Not even the Gerald R. Ford Library has been sufficient motivation to get me to Grand Rapids, Mich., but I have savored the austerity of the Jimmy Carter Library in Atlanta, the first to offer visitors the chance to ask pre-selected questions to which the former President delivers videotaped answers. It's like a news conference where the President's men got to write both sides.

That technology, along with the latest refinements in life-size wax-museum statuary, has been harnessed to make the Richard Nixon Library & Birthplace a jewel in the nation's crown of monuments to under-appreciated chief executives. The first presidential library built with private funds, the Nixonplex is admirably free of niggling objectivity.

For example, there's a mammoth project under way in the Yorba Linda institution to give new names to well-known events among Nixon's stations of the double-cross. The Checkers speech is now "The Fund Crisis Speech." The Kennedy-Nixon debates become "The Nixon-Kennedy Debates": In the videotape, Nixon, defying media-manipulated memory, speaks at length while Kennedy just shifts his weight silently at the podium. They couldn't think of another name for Watergate, but the patient explanations that interrupt the one Oval Office tape provided ("Here, the President is telling the head of the FBI to go ahead with his thorough investigation . . .") are well worth a drive down the 5.
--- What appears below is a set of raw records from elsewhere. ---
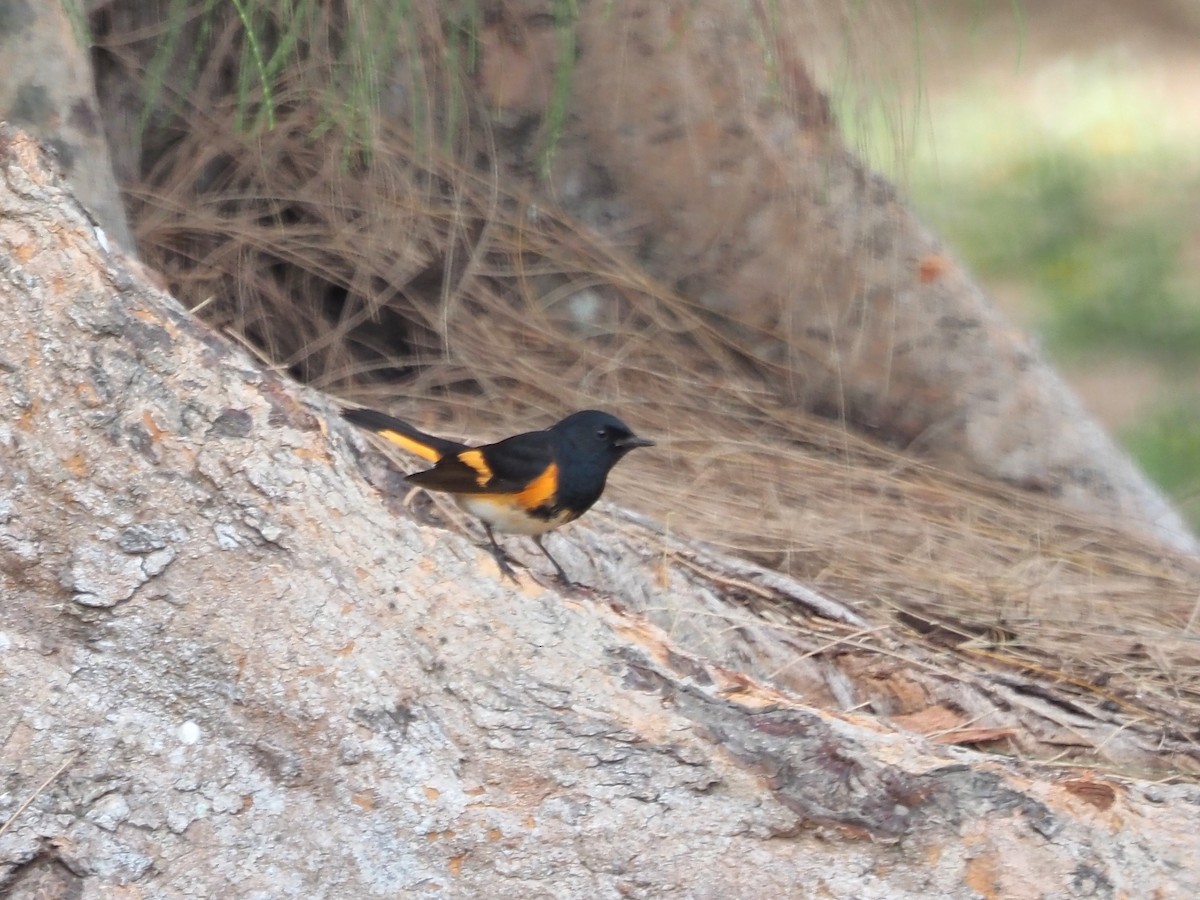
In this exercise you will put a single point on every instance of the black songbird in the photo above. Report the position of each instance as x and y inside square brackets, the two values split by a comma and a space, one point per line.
[528, 484]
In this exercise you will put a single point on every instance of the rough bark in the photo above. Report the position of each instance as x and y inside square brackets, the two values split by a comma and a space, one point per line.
[48, 88]
[229, 670]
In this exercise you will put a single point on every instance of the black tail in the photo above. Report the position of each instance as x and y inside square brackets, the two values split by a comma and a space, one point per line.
[402, 433]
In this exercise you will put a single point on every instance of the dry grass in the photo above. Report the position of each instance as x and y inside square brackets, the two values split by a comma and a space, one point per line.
[406, 280]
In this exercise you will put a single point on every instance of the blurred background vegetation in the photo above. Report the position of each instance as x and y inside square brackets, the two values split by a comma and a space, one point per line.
[1056, 148]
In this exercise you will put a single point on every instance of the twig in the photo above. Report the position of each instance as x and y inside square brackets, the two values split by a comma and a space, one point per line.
[41, 787]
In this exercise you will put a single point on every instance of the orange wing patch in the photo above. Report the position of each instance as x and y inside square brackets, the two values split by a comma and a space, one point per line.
[475, 460]
[414, 447]
[541, 490]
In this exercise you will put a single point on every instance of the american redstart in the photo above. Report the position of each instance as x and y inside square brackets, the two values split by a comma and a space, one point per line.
[528, 484]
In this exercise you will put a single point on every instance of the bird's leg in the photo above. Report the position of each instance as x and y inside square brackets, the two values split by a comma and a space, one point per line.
[498, 555]
[562, 574]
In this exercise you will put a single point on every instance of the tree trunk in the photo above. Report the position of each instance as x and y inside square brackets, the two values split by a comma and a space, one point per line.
[733, 180]
[231, 671]
[48, 87]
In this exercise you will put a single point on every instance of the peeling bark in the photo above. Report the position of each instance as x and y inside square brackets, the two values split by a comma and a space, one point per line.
[252, 678]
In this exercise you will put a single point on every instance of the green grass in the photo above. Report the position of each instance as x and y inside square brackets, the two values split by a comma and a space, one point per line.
[1078, 195]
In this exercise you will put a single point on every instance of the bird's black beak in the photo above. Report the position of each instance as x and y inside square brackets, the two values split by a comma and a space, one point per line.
[633, 441]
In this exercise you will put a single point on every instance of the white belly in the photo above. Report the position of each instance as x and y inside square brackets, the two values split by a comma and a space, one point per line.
[503, 517]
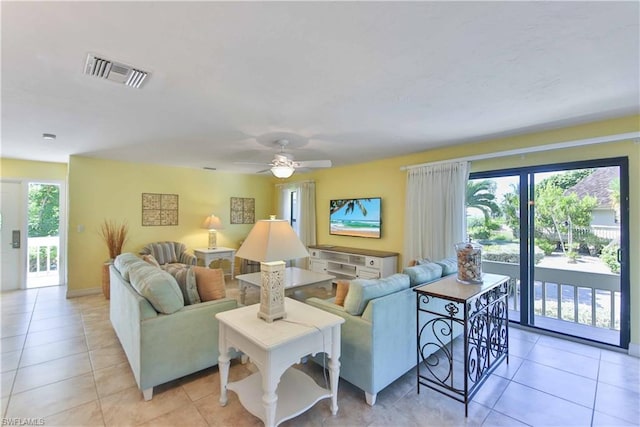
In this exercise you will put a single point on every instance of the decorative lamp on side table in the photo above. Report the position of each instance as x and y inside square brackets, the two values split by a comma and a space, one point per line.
[271, 242]
[212, 223]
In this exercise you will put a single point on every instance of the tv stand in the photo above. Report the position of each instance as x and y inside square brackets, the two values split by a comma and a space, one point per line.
[352, 263]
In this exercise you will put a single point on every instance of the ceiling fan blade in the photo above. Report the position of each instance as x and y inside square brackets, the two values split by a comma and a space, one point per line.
[314, 164]
[252, 163]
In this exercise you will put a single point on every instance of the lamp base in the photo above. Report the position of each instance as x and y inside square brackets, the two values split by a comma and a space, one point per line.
[272, 291]
[212, 239]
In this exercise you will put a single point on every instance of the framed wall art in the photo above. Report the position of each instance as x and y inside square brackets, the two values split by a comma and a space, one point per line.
[159, 209]
[243, 210]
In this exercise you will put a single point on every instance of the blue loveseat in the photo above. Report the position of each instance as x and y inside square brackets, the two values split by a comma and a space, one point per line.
[378, 337]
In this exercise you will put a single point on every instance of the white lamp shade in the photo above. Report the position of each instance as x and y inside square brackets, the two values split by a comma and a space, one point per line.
[282, 171]
[212, 222]
[272, 240]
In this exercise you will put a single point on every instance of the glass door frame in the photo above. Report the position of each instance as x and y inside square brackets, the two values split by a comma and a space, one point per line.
[527, 211]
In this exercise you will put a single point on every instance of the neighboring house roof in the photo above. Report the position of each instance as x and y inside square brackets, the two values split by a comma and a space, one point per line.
[597, 185]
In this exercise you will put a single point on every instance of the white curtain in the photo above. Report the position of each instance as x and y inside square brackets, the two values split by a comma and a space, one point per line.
[435, 212]
[304, 213]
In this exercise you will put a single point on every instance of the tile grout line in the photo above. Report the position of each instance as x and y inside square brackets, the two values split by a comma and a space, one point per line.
[26, 335]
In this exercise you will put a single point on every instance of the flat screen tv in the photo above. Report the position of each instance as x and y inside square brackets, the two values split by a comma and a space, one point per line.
[356, 217]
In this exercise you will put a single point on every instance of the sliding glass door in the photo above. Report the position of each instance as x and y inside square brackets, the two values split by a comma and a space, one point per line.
[561, 233]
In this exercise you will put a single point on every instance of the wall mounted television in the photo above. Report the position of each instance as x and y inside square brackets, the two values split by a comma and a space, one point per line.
[356, 217]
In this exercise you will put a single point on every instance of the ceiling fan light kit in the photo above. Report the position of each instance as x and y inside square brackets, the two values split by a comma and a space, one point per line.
[282, 171]
[283, 164]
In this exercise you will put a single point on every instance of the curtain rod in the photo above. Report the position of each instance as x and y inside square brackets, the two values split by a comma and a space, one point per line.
[517, 151]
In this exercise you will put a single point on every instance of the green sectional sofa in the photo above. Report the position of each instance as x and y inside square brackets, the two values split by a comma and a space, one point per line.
[378, 337]
[162, 338]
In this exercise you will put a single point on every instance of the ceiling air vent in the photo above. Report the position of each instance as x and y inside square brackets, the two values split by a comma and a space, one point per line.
[114, 71]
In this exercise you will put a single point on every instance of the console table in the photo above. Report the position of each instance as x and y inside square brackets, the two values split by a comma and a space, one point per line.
[482, 312]
[278, 392]
[209, 255]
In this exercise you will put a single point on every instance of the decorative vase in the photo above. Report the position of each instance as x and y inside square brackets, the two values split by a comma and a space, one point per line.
[106, 283]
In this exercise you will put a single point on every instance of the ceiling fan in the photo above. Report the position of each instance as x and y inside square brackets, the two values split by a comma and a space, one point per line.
[283, 165]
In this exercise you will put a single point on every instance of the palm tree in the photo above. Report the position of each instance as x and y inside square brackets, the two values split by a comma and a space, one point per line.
[481, 196]
[351, 204]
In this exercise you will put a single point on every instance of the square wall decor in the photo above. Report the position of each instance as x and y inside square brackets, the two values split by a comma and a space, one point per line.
[159, 209]
[243, 210]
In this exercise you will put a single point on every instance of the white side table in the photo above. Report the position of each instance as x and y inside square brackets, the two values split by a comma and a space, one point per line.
[273, 348]
[209, 255]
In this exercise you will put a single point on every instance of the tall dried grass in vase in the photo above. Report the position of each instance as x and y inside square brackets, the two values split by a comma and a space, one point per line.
[114, 235]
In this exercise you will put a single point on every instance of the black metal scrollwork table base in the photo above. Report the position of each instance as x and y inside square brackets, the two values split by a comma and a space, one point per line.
[448, 308]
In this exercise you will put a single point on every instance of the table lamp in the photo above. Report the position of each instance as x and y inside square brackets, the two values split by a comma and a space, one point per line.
[212, 223]
[271, 242]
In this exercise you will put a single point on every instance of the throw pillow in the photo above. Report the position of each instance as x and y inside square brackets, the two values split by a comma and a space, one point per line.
[186, 278]
[158, 287]
[362, 291]
[151, 260]
[341, 291]
[210, 283]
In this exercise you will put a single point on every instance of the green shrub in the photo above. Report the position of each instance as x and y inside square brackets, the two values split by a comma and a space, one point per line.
[546, 246]
[609, 256]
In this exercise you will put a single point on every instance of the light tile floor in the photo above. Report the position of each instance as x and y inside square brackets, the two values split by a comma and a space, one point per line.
[63, 365]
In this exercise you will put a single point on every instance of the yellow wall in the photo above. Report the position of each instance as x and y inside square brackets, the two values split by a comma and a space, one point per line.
[26, 169]
[101, 189]
[385, 179]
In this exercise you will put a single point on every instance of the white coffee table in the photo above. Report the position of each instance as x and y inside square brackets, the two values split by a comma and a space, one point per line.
[278, 392]
[295, 279]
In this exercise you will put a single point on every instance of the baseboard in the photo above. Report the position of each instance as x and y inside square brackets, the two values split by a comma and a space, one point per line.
[83, 292]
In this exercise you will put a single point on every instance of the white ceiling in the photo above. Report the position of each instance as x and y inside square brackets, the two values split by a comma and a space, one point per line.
[345, 81]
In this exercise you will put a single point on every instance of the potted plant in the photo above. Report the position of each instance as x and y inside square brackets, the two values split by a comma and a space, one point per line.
[114, 235]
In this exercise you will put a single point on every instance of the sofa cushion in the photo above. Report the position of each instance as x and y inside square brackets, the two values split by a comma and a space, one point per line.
[361, 291]
[423, 273]
[157, 286]
[342, 288]
[151, 260]
[164, 252]
[123, 263]
[186, 278]
[210, 283]
[449, 265]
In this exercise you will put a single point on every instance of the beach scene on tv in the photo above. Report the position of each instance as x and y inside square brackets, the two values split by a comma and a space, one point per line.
[355, 217]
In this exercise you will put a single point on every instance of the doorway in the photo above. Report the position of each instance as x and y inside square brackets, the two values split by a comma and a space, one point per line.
[43, 234]
[32, 221]
[561, 233]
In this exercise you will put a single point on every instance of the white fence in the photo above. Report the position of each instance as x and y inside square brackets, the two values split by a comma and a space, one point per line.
[586, 298]
[43, 256]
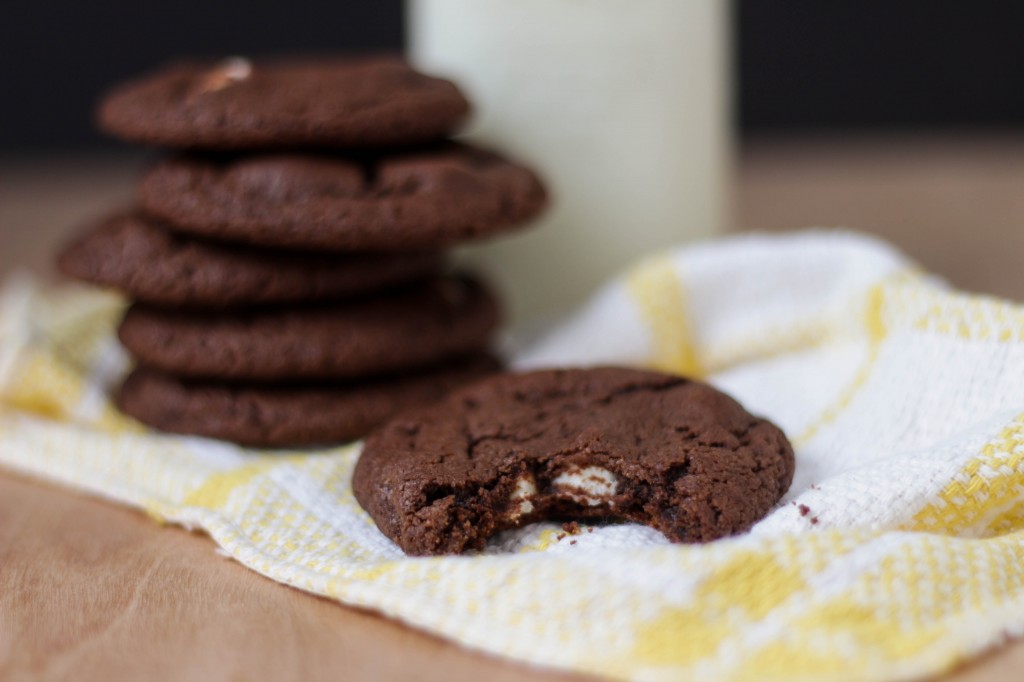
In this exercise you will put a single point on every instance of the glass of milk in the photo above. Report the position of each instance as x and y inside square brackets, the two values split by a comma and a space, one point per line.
[622, 105]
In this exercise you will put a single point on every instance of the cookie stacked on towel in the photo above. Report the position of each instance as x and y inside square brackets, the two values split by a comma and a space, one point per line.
[287, 260]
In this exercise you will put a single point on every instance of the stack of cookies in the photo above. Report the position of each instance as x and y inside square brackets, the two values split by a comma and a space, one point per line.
[286, 261]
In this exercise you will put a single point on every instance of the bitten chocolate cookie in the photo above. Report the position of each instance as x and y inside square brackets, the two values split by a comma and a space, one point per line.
[422, 200]
[340, 102]
[440, 318]
[283, 416]
[649, 448]
[140, 257]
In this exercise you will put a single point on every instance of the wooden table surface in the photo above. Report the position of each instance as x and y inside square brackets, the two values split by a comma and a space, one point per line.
[89, 590]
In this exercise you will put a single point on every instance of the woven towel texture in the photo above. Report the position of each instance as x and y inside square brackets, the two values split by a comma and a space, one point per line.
[898, 552]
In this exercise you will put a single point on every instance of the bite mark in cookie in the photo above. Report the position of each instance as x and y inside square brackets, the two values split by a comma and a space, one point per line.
[644, 446]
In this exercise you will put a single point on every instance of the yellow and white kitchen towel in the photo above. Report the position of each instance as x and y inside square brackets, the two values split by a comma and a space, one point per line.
[898, 552]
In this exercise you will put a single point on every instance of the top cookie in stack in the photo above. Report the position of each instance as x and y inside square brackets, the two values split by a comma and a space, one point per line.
[287, 260]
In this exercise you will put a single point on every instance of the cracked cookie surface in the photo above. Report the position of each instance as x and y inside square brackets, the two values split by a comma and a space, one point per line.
[427, 199]
[333, 102]
[654, 449]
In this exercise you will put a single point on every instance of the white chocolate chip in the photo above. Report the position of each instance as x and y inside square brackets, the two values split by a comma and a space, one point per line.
[228, 72]
[524, 489]
[592, 485]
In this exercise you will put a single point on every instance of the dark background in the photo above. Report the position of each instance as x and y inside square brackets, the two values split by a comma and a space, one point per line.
[801, 66]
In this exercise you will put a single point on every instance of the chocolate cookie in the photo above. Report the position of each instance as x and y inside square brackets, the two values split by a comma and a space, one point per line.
[338, 102]
[649, 448]
[422, 200]
[440, 318]
[140, 257]
[282, 416]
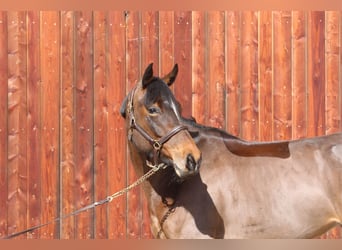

Obviously, I can't wait for the Reagan library in Simi Valley to open this year. Will it boast the world's largest collection of 3-by-5 cards? A tape of the show-business stories with which he regaled Oval Office visitors? Will his daily schedule be available for inspection, or, like so many of his papers, is it classified until everyone now alive is dead?

Since Reagan's shrine, like Nixon's, is being financed by well-heeled friends, the principle of walking through, not history, but the presidential mind is now firmly established. And, as campaigning has become such a soft-focus lens through which to view the putative qualities of the people who want to lead us, shouldn't we require would-be Presidents to build their libraries before being elected? They're raising obscene amounts of money anyway; what's another $20 million or so? This way, we'd get a couple of years to walk through the place, get acquainted with their spin on things, see which life-size replicas of world leaders they put life-size replicas of themselves among. Then maybe we'd be ready to give them the ability to screw up our children's lives.

In the meantime, presidential libraries are a cultural invention for which all Americans should feel grateful. In the current climate, they're the only libraries you can count on to be open.